A review by Michael Jolly that appeared in Entertainment Today (Los Angeles, CA)…

With her forbidding, Victorian-sounding name and haunting songs, it’s tempting to romanticize Drag City songstress Edith Frost as some sort of distant, enigmatic poet; yet a visit to her homemade webpage reveals a warm, disarming person who really wants to share her songs with the public. Regardless of her ersonality, she continues to weave an enchanting musical tapestry with her latest album, Telescopic.

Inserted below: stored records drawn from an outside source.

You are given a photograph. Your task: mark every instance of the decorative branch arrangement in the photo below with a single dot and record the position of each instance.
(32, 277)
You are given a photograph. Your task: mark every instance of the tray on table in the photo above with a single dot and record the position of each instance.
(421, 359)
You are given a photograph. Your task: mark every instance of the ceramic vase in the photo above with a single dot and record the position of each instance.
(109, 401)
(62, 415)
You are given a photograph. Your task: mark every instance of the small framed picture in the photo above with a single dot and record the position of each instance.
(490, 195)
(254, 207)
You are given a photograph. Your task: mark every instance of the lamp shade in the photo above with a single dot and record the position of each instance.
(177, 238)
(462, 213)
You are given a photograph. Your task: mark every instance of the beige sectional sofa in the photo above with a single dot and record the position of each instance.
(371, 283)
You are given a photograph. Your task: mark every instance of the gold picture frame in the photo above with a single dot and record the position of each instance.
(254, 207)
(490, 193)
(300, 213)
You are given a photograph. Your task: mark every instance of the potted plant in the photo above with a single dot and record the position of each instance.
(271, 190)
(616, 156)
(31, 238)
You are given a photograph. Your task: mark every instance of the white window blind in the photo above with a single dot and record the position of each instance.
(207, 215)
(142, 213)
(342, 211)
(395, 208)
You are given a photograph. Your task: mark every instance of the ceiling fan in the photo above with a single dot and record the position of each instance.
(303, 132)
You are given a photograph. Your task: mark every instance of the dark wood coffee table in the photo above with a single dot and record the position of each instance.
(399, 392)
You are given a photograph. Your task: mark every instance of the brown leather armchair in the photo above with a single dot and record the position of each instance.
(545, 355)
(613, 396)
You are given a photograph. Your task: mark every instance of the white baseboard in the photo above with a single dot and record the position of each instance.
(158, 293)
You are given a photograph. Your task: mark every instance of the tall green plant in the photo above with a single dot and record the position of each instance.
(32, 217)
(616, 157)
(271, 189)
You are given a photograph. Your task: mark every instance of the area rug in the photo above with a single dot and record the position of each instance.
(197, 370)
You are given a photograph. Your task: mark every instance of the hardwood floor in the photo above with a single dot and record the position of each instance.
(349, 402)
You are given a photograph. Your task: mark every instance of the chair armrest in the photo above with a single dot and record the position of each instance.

Frost’s debut full-length Calling Over Time was a real find, a captivating and austere distillation of American folk that conjured up the lonely, wastelands of some mythical Midwest. Telescopic’s opening track, "Walk on the Fire," signals a somewhat different affair, as it begins in a glorious racket of abrasive guitar, crashing drums and rumbling bass. But, lo and behold, here come the same somewhat-fragile, ethereal vocals rolling above the fray. Telescopic is a fuller-sounding recording to be sure, but it’s hardly over-produced. And in a way, the clanging guitar lines, scraping cellos and sharp cymbals convey a similar harshness as the skeletal arrangements of her first record.

At first listen, the album seems like a paler retread of Calling Over Time, somewhat scarce on tunes. But once you adjust to Frost’s measured pace, the melodies start to sink in. Frost sings mostly love songs, though not usually cheery ones. She summed up her philosophy on her first album when she sang, "I don’t wanna be too happy/Just enough to keep me goin’."

Frost gets a lot of mileage out of the simplest of songs as with the spacey title track and "On Hold," which makes do without a chorus and hardly any verse. The seductive "Walk on the Fire" reveals a new toughness, while the rollicking "Bluish Bells" and "My Capture" ("I’m a hungry tiger in a kitten suit") get more than a bit playful. The producers, Adam and Eve, cloak Frost’s compositions in suitable instrumental attire, especially the mournful violin on the loverlorn "Tender Kiss."